Ok, put your science hat on for just a minute. What I’m talking about with Pursuers and Withdrawers are attachment styles. John Bowlby and Mary Ainsworth pioneered this concept in their work with mothers and children in the 1900s. Dr. Sue Johnson, Mario Mikulincer, Philip Shaver, amongst many others have developed this further into adult attachment styles in our current lifetime.
Essentially the theory says, we have three primary ways we attach to people: Anxious (Pursuer), Avoidant (Withdrawer), or Disorganized (rapid switching between the two)
We all have combinations of Pursuer and Withdrawer within us, but we generally are more dominant in one.
So let’s learn more about Withdrawers.
First, Withdrawers can be any gender, even though people often describe Withdrawer-like behavior as “like a typical guy.” Withdrawers typically suppress and numb out bad feelings, and particularly bad feelings they don’t feel they can fix or solve. This isn’t always a bad thing. Imagine someone in the military - they have to be able to set aside feelings at times in order to respond clearly in a crisis. Even as a therapist, I have to be able to push aside bad feelings or worries about my personal life, and focus in on my clients. Being able to push down and suppress feelings is an advantage in many situations, and certainly one our society celebrates and rewards in men particularly. Being seen as “cool, logical, and level-headed” is high praise in many contexts. At home, however, this can be a challenge in connecting with their partners.

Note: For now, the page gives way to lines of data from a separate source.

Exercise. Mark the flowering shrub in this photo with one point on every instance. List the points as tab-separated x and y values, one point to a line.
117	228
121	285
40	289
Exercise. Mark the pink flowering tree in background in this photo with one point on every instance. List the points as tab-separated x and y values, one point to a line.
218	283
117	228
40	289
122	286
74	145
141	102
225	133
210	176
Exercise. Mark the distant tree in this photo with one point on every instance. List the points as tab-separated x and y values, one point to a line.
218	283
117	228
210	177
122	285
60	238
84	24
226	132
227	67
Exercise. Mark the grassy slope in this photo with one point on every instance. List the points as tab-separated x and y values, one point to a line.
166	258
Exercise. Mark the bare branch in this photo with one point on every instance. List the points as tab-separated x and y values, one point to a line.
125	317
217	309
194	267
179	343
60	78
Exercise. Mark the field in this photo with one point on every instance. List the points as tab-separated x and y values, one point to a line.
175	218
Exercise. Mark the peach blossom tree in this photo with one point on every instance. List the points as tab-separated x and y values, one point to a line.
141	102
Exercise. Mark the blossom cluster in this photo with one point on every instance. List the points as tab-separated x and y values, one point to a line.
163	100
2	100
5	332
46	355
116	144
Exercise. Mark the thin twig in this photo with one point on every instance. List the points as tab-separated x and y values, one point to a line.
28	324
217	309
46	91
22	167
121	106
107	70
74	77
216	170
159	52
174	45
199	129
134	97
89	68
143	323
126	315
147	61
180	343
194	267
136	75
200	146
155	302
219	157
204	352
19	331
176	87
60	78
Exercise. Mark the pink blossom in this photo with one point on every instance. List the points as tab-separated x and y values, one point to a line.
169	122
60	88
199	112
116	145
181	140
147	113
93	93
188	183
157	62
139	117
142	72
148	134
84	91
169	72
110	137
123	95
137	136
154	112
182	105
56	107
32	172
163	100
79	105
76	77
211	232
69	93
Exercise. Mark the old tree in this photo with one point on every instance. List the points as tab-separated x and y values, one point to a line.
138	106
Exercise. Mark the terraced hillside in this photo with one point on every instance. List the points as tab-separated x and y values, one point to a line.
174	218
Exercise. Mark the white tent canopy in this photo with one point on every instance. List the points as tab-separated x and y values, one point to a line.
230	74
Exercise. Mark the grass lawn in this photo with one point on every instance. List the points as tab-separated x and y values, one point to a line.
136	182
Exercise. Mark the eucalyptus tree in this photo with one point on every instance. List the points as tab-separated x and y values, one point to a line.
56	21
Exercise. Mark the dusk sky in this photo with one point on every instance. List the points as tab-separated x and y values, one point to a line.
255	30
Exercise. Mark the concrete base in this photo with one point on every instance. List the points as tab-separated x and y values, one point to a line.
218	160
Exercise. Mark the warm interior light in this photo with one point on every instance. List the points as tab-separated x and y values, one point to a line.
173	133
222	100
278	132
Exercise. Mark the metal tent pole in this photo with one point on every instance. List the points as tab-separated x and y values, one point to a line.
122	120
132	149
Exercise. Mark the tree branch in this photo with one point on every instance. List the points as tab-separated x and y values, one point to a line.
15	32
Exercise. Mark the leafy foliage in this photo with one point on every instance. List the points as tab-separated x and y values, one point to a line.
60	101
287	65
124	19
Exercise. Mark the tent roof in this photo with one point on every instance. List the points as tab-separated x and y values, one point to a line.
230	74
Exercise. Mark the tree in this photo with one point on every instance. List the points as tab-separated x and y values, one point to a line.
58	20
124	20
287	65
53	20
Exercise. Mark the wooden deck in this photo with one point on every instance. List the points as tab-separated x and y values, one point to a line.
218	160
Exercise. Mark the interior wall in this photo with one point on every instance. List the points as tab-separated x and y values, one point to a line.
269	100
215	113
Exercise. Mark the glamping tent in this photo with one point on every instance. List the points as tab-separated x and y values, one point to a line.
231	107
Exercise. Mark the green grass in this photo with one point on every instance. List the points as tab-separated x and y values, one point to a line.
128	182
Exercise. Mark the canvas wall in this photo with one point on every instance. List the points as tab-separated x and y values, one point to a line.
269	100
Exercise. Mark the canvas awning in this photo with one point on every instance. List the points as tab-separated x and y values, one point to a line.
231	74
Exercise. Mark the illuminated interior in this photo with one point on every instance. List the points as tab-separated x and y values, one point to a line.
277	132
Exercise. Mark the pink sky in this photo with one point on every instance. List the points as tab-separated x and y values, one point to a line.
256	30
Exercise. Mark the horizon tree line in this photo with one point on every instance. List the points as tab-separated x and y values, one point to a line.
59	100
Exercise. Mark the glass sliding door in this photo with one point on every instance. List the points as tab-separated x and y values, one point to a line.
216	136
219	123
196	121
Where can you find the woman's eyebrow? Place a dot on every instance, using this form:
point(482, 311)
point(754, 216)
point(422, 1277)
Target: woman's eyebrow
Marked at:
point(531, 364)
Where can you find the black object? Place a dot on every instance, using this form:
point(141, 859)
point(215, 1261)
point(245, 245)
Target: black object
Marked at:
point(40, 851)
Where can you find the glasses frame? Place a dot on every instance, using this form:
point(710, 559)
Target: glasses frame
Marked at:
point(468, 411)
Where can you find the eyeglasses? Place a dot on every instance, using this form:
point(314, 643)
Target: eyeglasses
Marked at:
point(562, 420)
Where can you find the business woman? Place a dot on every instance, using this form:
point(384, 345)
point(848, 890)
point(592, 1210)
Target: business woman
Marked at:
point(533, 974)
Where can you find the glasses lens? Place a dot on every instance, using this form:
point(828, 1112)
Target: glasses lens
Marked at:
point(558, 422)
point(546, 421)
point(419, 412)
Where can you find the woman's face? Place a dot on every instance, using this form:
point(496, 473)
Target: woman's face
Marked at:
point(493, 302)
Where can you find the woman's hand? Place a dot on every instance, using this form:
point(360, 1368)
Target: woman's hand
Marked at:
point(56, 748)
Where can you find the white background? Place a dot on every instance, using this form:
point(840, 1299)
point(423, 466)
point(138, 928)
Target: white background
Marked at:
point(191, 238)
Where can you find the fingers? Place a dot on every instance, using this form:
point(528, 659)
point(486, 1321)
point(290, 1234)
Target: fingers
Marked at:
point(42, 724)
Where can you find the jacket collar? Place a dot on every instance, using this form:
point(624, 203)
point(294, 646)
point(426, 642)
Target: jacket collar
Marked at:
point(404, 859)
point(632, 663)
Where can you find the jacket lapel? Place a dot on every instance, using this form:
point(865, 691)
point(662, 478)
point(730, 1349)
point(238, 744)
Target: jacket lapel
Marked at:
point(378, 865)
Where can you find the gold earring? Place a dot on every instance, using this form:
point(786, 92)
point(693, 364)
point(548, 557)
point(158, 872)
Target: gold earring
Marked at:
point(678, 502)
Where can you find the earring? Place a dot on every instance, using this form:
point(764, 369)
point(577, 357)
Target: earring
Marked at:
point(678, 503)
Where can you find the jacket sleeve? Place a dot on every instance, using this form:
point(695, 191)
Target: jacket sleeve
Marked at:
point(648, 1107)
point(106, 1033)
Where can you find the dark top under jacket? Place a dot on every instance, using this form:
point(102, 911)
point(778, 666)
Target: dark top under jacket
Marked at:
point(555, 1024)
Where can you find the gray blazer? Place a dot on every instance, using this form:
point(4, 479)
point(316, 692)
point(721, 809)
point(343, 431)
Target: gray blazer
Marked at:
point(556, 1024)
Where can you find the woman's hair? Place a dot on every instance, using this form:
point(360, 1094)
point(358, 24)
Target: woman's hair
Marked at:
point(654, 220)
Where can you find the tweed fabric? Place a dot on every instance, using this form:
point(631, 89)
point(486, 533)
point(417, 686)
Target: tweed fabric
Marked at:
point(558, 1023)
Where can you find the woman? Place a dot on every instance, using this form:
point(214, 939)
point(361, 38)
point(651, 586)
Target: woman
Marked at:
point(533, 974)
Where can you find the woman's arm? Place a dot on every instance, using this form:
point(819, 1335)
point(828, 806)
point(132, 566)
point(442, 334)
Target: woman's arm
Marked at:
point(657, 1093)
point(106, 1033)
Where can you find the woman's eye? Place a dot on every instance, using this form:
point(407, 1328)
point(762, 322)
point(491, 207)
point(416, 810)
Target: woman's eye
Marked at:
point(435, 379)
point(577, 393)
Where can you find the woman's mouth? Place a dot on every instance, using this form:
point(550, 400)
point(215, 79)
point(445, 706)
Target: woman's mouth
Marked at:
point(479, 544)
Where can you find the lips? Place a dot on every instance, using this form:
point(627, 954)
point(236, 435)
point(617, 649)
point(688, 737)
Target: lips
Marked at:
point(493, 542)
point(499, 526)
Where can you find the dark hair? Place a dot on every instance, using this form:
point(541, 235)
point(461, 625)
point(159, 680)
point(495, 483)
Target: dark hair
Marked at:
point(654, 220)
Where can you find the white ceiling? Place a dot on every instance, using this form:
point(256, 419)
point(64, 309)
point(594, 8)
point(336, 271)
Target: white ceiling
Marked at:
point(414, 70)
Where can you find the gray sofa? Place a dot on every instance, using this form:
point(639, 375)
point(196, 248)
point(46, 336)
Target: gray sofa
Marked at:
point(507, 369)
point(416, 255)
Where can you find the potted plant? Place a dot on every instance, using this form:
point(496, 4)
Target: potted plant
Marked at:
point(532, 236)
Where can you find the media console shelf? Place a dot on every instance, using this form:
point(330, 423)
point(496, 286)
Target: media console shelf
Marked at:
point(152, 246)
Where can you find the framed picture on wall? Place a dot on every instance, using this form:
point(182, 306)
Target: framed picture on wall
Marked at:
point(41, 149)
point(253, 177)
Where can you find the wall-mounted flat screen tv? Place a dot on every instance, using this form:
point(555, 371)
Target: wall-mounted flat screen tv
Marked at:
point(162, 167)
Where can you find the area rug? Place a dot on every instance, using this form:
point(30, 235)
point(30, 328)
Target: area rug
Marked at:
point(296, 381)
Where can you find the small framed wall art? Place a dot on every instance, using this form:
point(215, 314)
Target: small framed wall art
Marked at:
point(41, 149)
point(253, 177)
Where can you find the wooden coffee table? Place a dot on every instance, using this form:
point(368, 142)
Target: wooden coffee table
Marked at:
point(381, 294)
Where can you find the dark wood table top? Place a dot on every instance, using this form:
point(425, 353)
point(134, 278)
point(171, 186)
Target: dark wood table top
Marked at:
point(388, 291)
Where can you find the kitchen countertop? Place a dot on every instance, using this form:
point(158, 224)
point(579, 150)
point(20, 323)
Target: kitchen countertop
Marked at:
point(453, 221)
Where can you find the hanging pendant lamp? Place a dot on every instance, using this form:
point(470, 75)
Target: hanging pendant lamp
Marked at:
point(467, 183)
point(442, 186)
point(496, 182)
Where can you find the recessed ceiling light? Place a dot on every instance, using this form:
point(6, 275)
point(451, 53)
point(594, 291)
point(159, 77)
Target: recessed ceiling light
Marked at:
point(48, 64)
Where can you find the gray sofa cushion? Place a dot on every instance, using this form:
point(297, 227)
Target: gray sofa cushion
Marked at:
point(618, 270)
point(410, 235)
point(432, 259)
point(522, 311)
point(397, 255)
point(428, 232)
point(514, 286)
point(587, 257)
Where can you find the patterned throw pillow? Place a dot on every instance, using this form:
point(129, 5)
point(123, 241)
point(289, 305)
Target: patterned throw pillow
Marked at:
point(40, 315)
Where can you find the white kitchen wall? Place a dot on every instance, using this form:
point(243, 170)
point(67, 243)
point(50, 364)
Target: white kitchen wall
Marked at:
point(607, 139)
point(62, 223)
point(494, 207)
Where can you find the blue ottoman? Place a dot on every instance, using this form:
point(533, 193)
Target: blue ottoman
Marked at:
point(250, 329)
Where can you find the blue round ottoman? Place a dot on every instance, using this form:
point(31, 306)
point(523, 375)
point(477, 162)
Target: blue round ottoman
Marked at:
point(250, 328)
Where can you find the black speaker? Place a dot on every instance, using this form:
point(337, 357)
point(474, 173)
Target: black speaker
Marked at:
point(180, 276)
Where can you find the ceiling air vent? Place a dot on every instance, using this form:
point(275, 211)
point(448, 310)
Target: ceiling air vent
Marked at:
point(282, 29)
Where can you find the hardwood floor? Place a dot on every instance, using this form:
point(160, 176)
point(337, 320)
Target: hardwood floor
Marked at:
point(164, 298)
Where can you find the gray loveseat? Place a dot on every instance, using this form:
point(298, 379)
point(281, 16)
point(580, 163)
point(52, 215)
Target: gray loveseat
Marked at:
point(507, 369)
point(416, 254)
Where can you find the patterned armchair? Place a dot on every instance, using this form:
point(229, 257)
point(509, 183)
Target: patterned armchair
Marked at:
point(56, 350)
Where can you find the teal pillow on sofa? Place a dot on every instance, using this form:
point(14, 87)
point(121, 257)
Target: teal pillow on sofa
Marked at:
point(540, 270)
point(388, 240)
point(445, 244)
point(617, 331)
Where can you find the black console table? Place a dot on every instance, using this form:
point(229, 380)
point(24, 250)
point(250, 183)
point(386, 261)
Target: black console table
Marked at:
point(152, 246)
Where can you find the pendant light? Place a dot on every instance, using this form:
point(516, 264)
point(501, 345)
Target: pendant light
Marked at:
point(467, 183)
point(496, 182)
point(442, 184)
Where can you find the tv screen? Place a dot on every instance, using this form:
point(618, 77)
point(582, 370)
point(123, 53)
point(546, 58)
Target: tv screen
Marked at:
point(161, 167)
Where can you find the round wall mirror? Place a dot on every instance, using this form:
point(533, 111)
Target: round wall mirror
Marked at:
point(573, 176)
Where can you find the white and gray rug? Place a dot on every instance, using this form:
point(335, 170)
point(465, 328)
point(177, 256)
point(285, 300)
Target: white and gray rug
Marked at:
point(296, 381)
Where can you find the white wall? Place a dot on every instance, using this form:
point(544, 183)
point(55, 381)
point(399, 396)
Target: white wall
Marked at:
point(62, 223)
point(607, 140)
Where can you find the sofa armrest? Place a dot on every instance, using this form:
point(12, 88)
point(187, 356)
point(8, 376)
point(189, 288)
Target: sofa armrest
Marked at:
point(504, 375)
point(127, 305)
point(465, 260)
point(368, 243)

What I most often hear Withdrawers say are things like:
This isn’t a big deal
Can’t you focus on the positive
It’s not that bad
This often feels to their partner like dismissing or minimizing, but internally it’s how Withdrawers cope. You know how a Withdrawer almost never voices complaints or “starts the fight?” It’s because they’re letting go of the 10 annoying things you did that week by telling themselves, “that’s not a big deal, focus on the positive, it’s not that bad.” The hard part is when they use that tactic with their partner’s pain or concern, which is sure to lead to more escalation.
The work with a Withdrawer is to help them feel safe enough to voice their authentic feelings and experiences, versus the “right answer”. Withdrawers often look stoic, or “like robots,” but are equally as sensitive as their partners. They just have different triggers. Withdrawers often fear they are a disappointment to their partners, although you may never know that they are feelings that based on how they look.
Withdrawers aren’t always quiet and shut down, sometimes they can be quite explosive in an argument. The key difference is that a Withdrawer’s anger is about wanting to be left alone, and a Pursuer’s anger is about wanting to stay and keep talking.
I want Withdrawers to leave therapy knowing they are loved for who they are, and not just how well they perform certain chores or tasks.
For more, Hold Me Tight is an excellent book that explains how this plays out in adult relationships.